Gegen die immer größer werdenden sozialen Not richteten die Caritas und der evangelische Jugend- und Wohlfahrtsdienst 1931 eine Wärmestube für Erwerbslose ein. Die Heilsarmee organisierte zusammen mit der Firma Pfannkuch eine Speiseküche, in der Bedürftige bereits für 20 Pfennig ein Mittagessen bekamen.

Aufgrund dieser wirtschaftlichen Entwicklung ab der Mitte der Zwanziger Jahre entschieden sich viele Familien, Menschen mit und ohne Arbeit, ihre Heimat zu verlassen und eine bessere Zukunft in Amerika zu suchen. Schon im März 1924 verließ eine Gruppe von über 250 Personen aus Pforzheim und dem Umland ihre Heimat, um „ihr Glück über dem Wasser zu suchen“.

1925 verließen monatlich bis zu 360 Menschen ihre Heimatstadt Pforzheim. Am 1. April 1927 trat der Passagierdampfer „New York“ von Cuxhaven aus mit 88 Personen aus Pforzheim und Umgebung seine erste Reise nach Amerika an. Die Fahrt vom Bahnhof Pforzheim nach Hamburg erfolgte in zwei durchlaufenden Wagen, so dass die Reisenden unterwegs nicht umsteigen mussten. Von Hamburg aus erfolgte die Ausreise in die USA.

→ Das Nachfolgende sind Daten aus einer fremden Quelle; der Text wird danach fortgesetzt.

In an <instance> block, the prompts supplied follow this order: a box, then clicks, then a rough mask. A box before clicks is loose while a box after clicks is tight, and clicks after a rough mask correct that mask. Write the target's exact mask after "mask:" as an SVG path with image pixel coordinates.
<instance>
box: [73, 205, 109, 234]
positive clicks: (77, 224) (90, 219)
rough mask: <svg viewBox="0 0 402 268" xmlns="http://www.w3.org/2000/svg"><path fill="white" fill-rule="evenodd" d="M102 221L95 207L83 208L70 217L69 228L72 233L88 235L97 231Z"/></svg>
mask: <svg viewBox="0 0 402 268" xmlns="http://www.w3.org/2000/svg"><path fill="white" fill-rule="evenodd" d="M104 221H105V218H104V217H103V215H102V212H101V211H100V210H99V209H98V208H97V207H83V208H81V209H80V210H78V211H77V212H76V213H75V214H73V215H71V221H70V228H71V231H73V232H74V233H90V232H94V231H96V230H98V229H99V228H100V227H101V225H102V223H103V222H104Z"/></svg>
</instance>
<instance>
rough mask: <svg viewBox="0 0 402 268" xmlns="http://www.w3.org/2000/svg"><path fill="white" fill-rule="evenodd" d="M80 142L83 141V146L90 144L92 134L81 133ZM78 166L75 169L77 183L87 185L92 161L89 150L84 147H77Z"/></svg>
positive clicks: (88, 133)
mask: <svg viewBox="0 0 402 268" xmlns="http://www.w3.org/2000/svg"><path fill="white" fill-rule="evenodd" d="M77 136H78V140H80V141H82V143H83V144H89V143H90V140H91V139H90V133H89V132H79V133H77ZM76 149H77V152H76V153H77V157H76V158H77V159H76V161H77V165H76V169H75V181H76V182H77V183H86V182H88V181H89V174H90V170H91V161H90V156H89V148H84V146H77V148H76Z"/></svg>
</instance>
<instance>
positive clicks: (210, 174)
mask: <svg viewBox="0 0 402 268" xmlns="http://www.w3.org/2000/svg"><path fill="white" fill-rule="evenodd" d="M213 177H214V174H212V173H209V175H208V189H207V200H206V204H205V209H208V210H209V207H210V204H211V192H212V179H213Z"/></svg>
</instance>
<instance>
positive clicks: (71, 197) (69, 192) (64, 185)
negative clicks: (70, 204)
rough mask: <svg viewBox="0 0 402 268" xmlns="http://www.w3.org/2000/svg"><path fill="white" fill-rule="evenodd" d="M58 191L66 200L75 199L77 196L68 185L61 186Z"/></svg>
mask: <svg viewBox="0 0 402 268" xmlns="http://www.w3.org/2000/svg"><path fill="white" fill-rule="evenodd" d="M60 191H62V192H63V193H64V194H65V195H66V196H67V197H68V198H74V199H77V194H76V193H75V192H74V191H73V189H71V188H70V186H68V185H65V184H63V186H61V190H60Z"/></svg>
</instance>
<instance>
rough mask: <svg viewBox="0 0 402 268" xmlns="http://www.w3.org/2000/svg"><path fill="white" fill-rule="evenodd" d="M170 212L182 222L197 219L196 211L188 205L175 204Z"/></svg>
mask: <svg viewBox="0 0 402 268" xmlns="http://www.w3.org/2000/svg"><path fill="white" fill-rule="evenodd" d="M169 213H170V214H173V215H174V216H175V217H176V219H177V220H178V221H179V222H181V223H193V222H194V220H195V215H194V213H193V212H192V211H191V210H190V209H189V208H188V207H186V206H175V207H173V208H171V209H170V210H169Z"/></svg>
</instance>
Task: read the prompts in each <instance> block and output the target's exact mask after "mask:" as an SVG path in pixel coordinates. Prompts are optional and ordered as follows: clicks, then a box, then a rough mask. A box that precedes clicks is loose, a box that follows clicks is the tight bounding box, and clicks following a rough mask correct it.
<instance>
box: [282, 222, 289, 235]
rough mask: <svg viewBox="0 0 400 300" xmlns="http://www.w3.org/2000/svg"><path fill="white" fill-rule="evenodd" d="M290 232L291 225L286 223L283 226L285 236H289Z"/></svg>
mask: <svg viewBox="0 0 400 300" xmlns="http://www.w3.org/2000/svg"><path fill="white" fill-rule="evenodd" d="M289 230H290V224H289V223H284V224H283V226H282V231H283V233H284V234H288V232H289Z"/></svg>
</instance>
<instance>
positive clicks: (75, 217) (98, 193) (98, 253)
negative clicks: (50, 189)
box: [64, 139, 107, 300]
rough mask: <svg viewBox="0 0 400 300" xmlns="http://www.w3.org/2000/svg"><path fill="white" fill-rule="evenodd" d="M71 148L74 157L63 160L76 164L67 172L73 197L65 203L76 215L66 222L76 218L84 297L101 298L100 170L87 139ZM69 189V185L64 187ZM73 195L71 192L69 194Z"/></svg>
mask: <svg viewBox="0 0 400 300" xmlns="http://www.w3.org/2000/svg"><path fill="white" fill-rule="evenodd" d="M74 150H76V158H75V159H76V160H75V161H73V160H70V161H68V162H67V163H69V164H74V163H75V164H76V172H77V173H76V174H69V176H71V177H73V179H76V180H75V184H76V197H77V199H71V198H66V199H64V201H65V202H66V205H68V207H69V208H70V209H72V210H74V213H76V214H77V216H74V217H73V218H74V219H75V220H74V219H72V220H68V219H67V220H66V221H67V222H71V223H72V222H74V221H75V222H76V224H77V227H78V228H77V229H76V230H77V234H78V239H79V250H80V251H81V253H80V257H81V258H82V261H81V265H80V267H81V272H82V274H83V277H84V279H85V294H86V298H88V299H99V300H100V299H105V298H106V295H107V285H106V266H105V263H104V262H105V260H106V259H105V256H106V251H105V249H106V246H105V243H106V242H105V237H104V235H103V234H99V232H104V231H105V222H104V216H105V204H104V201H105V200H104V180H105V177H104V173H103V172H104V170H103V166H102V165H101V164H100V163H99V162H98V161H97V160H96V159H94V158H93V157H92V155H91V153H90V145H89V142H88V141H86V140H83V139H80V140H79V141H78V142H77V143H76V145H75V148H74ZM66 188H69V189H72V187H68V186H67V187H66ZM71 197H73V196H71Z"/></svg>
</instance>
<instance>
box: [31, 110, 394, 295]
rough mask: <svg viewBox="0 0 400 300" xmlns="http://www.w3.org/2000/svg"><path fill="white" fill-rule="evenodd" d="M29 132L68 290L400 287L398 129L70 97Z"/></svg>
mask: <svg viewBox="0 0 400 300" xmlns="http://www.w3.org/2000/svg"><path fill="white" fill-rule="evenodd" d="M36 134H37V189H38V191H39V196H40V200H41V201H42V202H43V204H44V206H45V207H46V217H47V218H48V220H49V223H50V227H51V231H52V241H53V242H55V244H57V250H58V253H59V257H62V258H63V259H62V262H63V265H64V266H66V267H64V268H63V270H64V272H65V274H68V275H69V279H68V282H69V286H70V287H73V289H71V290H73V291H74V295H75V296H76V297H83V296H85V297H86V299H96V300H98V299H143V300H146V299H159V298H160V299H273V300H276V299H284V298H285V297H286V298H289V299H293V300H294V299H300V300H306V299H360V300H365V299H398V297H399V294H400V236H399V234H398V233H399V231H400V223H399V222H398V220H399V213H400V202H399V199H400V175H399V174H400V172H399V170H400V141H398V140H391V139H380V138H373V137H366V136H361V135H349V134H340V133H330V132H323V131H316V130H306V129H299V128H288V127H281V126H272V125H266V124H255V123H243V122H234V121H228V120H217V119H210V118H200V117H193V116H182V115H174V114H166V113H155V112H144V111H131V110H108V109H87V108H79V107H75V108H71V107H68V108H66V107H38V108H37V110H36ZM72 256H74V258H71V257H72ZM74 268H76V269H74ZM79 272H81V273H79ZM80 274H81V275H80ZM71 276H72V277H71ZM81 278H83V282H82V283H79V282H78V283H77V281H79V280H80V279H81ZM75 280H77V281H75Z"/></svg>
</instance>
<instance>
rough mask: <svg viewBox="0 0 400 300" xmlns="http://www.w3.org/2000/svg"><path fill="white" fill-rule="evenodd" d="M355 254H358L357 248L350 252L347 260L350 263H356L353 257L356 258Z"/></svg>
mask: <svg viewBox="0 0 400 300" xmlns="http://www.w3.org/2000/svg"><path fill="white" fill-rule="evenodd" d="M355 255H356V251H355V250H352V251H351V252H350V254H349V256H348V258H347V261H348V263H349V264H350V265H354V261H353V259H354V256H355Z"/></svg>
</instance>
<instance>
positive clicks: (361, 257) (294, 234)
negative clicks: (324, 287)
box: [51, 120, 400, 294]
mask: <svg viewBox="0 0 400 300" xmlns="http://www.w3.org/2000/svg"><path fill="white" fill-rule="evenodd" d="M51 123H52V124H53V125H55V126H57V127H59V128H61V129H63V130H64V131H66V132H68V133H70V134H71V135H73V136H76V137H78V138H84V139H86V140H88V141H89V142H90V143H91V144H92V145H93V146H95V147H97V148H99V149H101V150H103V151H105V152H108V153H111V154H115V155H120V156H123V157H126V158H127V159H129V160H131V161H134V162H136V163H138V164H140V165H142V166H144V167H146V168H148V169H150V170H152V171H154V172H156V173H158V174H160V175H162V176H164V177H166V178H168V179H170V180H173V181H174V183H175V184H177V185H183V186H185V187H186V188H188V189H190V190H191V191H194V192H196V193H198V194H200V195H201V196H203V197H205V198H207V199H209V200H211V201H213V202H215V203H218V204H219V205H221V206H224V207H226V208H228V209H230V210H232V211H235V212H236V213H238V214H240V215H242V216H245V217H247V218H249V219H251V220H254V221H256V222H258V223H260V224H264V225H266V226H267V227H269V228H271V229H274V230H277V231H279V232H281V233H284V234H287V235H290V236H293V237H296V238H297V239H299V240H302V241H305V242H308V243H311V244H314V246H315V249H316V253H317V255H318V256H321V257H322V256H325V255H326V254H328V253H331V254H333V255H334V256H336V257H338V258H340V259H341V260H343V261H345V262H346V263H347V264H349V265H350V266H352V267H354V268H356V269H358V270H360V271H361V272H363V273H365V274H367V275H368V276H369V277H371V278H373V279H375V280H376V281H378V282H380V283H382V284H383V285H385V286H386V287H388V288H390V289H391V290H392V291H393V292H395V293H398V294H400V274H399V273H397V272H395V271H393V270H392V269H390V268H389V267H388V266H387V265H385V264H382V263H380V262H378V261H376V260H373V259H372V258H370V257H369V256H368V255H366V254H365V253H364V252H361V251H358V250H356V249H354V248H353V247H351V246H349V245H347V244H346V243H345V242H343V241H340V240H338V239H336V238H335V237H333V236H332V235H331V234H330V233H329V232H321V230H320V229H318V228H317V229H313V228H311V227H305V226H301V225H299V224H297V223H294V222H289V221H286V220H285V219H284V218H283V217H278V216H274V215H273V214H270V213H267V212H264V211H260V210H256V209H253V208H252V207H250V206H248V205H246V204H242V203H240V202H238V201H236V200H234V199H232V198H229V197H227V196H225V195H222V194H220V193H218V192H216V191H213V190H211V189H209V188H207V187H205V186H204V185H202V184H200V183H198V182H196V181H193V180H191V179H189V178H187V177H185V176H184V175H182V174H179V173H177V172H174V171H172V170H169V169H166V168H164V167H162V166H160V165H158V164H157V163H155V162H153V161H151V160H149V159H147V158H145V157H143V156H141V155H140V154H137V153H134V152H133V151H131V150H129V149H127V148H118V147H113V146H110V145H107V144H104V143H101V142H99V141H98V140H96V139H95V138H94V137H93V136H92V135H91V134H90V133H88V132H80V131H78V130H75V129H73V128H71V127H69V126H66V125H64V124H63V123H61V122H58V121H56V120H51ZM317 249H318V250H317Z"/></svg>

Ab Herbst 1927 gab es sogar eine „Gemeinnützige Auswandererberatungsstelle“ in Pforzheim, die jeweils am ersten Freitag im Monat Sprechstunde hatte, um „häufige Enttäuschungen, die die Auswanderer in der neugewählten Heimat erleben müssen, weil sie zu wenig von ihr wussten“, vermeiden zu helfen. Aus SPD- und Gewerkschaftskreisen gab es warnende Stimmen: „...nur soll niemand glauben, dass in dem Lande des Hochkapitalismus goldene Freiheitsberge winken“.